Tuesday, February 25, 2014

Best Jello-Shot Secret Recipe Ever, but I Lost it...

Sandy Genereaux: AKA Jello-Shot Maker Queen

There are many new things I learn as a teacher.  My students teach me how to create origami, that the coolest things ever are "bombs" made from Popsicle sticks that are woven together and explode when you throw them on the ground, and that all younger brothers are obsessed with red and have temper tantrums.  I also found out during lessons on racial equality that eight year olds aren't really sure if Michael Jackson was black or white and that the trash in the recyclable bin is really just treasure in disguise. 
However, I learn lessons during lunch in the staff lounge as well.  Recently, Sandy Genereaux has renewed my interest in jello shots.  Sandy is the queen of jello-shots on the Tukwila golf courses, and I had no idea. (This is a little known secret at Newcastle that I learned this year.)  She creates concoctions with jello that send men speeding on motorized golf carts; they come flying from miles away, or maybe just four holes, but that is still pretty far.  Sandy has researched recipes online and found the perfect proportions of jello and alcohol to help jiggle a true golfer's gut and taste like a candy drink going down.  Sandy also introduces the jello-shot love to friends at Christmas parties and enjoys the leftovers on Mondays, Tuesdays, Wednesdays, Thursdays, and sometimes Fridays as well.   There really isn't a bad time for a jello-shot, is there?
Well, all this talk of jello shots really got me craving them again, so when I visited my sister in Vancouver with my mom, I knew we had to make them.  (Jello shots really aren't a recipe I could try with Carlo after all.) And I have Sandy to thank for it because she directly increased my fun level last weekend by reintroducing the fruity and jiggly adult dessert to me.   But somehow in the fun, I lost her recipe... I'll let you know if it turns up!  However, I remember the trick.  Sandy said the true way to make jello shots correctly is to buy flavorless gelatin and let the alcohol and juice be the flavor, so it is just like a drink, only not.  There.  Now you know.  I hope you have as much fun as we did with these.
Mom: Okay, I'll get strawberry and raspberry.  You only live once.
Mom: What is YOLO?
Me: You only live once.  My fifth graders taught me that at yearbook signing time.

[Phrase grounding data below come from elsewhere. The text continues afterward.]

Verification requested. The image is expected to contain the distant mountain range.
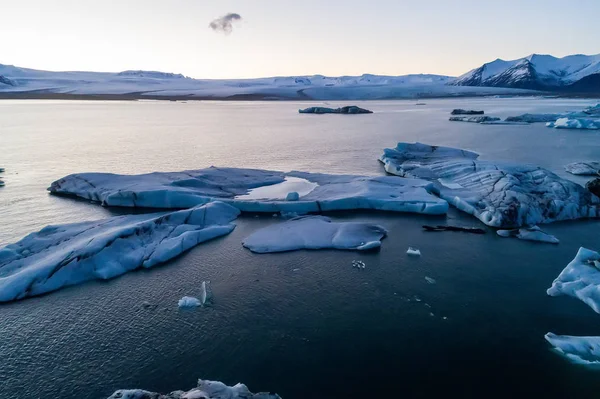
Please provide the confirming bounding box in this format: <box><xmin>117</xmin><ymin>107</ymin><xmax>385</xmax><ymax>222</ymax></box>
<box><xmin>452</xmin><ymin>54</ymin><xmax>600</xmax><ymax>92</ymax></box>
<box><xmin>1</xmin><ymin>53</ymin><xmax>599</xmax><ymax>100</ymax></box>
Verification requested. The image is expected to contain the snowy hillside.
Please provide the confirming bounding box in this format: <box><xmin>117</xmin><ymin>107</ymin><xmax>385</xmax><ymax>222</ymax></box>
<box><xmin>0</xmin><ymin>63</ymin><xmax>533</xmax><ymax>100</ymax></box>
<box><xmin>453</xmin><ymin>53</ymin><xmax>600</xmax><ymax>90</ymax></box>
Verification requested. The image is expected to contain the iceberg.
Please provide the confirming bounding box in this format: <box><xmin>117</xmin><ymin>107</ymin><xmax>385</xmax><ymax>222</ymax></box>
<box><xmin>298</xmin><ymin>105</ymin><xmax>373</xmax><ymax>114</ymax></box>
<box><xmin>583</xmin><ymin>103</ymin><xmax>600</xmax><ymax>116</ymax></box>
<box><xmin>178</xmin><ymin>296</ymin><xmax>201</xmax><ymax>308</ymax></box>
<box><xmin>505</xmin><ymin>113</ymin><xmax>564</xmax><ymax>123</ymax></box>
<box><xmin>545</xmin><ymin>333</ymin><xmax>600</xmax><ymax>366</ymax></box>
<box><xmin>242</xmin><ymin>215</ymin><xmax>387</xmax><ymax>253</ymax></box>
<box><xmin>379</xmin><ymin>142</ymin><xmax>600</xmax><ymax>228</ymax></box>
<box><xmin>49</xmin><ymin>167</ymin><xmax>449</xmax><ymax>215</ymax></box>
<box><xmin>449</xmin><ymin>116</ymin><xmax>500</xmax><ymax>123</ymax></box>
<box><xmin>496</xmin><ymin>226</ymin><xmax>559</xmax><ymax>244</ymax></box>
<box><xmin>565</xmin><ymin>162</ymin><xmax>600</xmax><ymax>176</ymax></box>
<box><xmin>0</xmin><ymin>202</ymin><xmax>240</xmax><ymax>302</ymax></box>
<box><xmin>451</xmin><ymin>109</ymin><xmax>484</xmax><ymax>115</ymax></box>
<box><xmin>547</xmin><ymin>118</ymin><xmax>600</xmax><ymax>130</ymax></box>
<box><xmin>547</xmin><ymin>247</ymin><xmax>600</xmax><ymax>313</ymax></box>
<box><xmin>107</xmin><ymin>378</ymin><xmax>282</xmax><ymax>399</ymax></box>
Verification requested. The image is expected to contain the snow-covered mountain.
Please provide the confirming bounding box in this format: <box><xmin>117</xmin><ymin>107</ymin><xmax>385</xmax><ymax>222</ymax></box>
<box><xmin>453</xmin><ymin>53</ymin><xmax>600</xmax><ymax>90</ymax></box>
<box><xmin>0</xmin><ymin>63</ymin><xmax>533</xmax><ymax>100</ymax></box>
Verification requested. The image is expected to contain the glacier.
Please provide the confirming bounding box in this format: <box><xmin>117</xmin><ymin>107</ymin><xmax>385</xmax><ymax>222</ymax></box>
<box><xmin>547</xmin><ymin>118</ymin><xmax>600</xmax><ymax>130</ymax></box>
<box><xmin>49</xmin><ymin>167</ymin><xmax>449</xmax><ymax>215</ymax></box>
<box><xmin>242</xmin><ymin>215</ymin><xmax>387</xmax><ymax>253</ymax></box>
<box><xmin>547</xmin><ymin>247</ymin><xmax>600</xmax><ymax>314</ymax></box>
<box><xmin>545</xmin><ymin>333</ymin><xmax>600</xmax><ymax>366</ymax></box>
<box><xmin>565</xmin><ymin>162</ymin><xmax>600</xmax><ymax>176</ymax></box>
<box><xmin>107</xmin><ymin>378</ymin><xmax>281</xmax><ymax>399</ymax></box>
<box><xmin>496</xmin><ymin>226</ymin><xmax>559</xmax><ymax>244</ymax></box>
<box><xmin>0</xmin><ymin>202</ymin><xmax>240</xmax><ymax>302</ymax></box>
<box><xmin>379</xmin><ymin>142</ymin><xmax>600</xmax><ymax>228</ymax></box>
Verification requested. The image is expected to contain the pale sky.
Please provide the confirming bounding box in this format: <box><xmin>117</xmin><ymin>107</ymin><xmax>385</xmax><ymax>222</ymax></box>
<box><xmin>1</xmin><ymin>0</ymin><xmax>599</xmax><ymax>79</ymax></box>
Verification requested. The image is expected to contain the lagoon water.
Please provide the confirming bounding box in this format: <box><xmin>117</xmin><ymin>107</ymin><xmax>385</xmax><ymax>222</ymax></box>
<box><xmin>1</xmin><ymin>98</ymin><xmax>600</xmax><ymax>398</ymax></box>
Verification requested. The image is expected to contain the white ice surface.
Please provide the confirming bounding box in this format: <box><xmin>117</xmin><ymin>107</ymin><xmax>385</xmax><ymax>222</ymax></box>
<box><xmin>49</xmin><ymin>167</ymin><xmax>449</xmax><ymax>215</ymax></box>
<box><xmin>107</xmin><ymin>378</ymin><xmax>281</xmax><ymax>399</ymax></box>
<box><xmin>496</xmin><ymin>226</ymin><xmax>559</xmax><ymax>244</ymax></box>
<box><xmin>0</xmin><ymin>202</ymin><xmax>240</xmax><ymax>302</ymax></box>
<box><xmin>379</xmin><ymin>142</ymin><xmax>600</xmax><ymax>228</ymax></box>
<box><xmin>565</xmin><ymin>162</ymin><xmax>600</xmax><ymax>176</ymax></box>
<box><xmin>545</xmin><ymin>333</ymin><xmax>600</xmax><ymax>366</ymax></box>
<box><xmin>547</xmin><ymin>118</ymin><xmax>600</xmax><ymax>130</ymax></box>
<box><xmin>242</xmin><ymin>215</ymin><xmax>387</xmax><ymax>253</ymax></box>
<box><xmin>547</xmin><ymin>247</ymin><xmax>600</xmax><ymax>314</ymax></box>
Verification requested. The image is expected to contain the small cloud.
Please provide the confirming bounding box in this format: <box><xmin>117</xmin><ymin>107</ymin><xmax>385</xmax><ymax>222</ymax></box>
<box><xmin>209</xmin><ymin>13</ymin><xmax>242</xmax><ymax>34</ymax></box>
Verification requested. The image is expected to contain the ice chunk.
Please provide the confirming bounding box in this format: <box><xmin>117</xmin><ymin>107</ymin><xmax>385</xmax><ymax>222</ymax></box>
<box><xmin>505</xmin><ymin>113</ymin><xmax>563</xmax><ymax>123</ymax></box>
<box><xmin>379</xmin><ymin>142</ymin><xmax>600</xmax><ymax>228</ymax></box>
<box><xmin>352</xmin><ymin>260</ymin><xmax>366</xmax><ymax>269</ymax></box>
<box><xmin>107</xmin><ymin>378</ymin><xmax>281</xmax><ymax>399</ymax></box>
<box><xmin>49</xmin><ymin>167</ymin><xmax>449</xmax><ymax>215</ymax></box>
<box><xmin>200</xmin><ymin>280</ymin><xmax>212</xmax><ymax>305</ymax></box>
<box><xmin>298</xmin><ymin>105</ymin><xmax>372</xmax><ymax>114</ymax></box>
<box><xmin>0</xmin><ymin>202</ymin><xmax>240</xmax><ymax>302</ymax></box>
<box><xmin>407</xmin><ymin>247</ymin><xmax>421</xmax><ymax>256</ymax></box>
<box><xmin>242</xmin><ymin>215</ymin><xmax>387</xmax><ymax>253</ymax></box>
<box><xmin>547</xmin><ymin>247</ymin><xmax>600</xmax><ymax>313</ymax></box>
<box><xmin>565</xmin><ymin>162</ymin><xmax>600</xmax><ymax>176</ymax></box>
<box><xmin>547</xmin><ymin>118</ymin><xmax>600</xmax><ymax>130</ymax></box>
<box><xmin>497</xmin><ymin>226</ymin><xmax>559</xmax><ymax>244</ymax></box>
<box><xmin>545</xmin><ymin>333</ymin><xmax>600</xmax><ymax>366</ymax></box>
<box><xmin>178</xmin><ymin>296</ymin><xmax>201</xmax><ymax>308</ymax></box>
<box><xmin>451</xmin><ymin>109</ymin><xmax>484</xmax><ymax>115</ymax></box>
<box><xmin>449</xmin><ymin>116</ymin><xmax>500</xmax><ymax>123</ymax></box>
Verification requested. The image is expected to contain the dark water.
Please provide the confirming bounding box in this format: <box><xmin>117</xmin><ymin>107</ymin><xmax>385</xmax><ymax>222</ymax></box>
<box><xmin>1</xmin><ymin>99</ymin><xmax>600</xmax><ymax>398</ymax></box>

Shopping sans children.  Look, I have a magazine and coffee in my hands at the same time.

Sandy said freezers speed up the process and we needed these immediately.
Ben and Mom

Jello shots with a picture of Laura's favorite magician in Vegas. Yes, she was called on stage and "disappeared."

Mom makes a polyvore picture and titles it this mid-jello shot evening.  The polyvore picture has dogs and cats lounging all over the furniture. Mom doesn't love animals. At all.

 Yeah, I'll let you know if that jello shot recipe ever turns up.  Cheers!


Nancy Murray said...

You have until July 25 to find it. That is when your MI aunts & uncles invade the lake house. :-)

Laura said...

Enough will this constant flood of inquiries... No, I will not tell you how David Copperfield makes people disappear

Steph said...

Notice how I did not post that information, as I am now officially "the press" with my blog.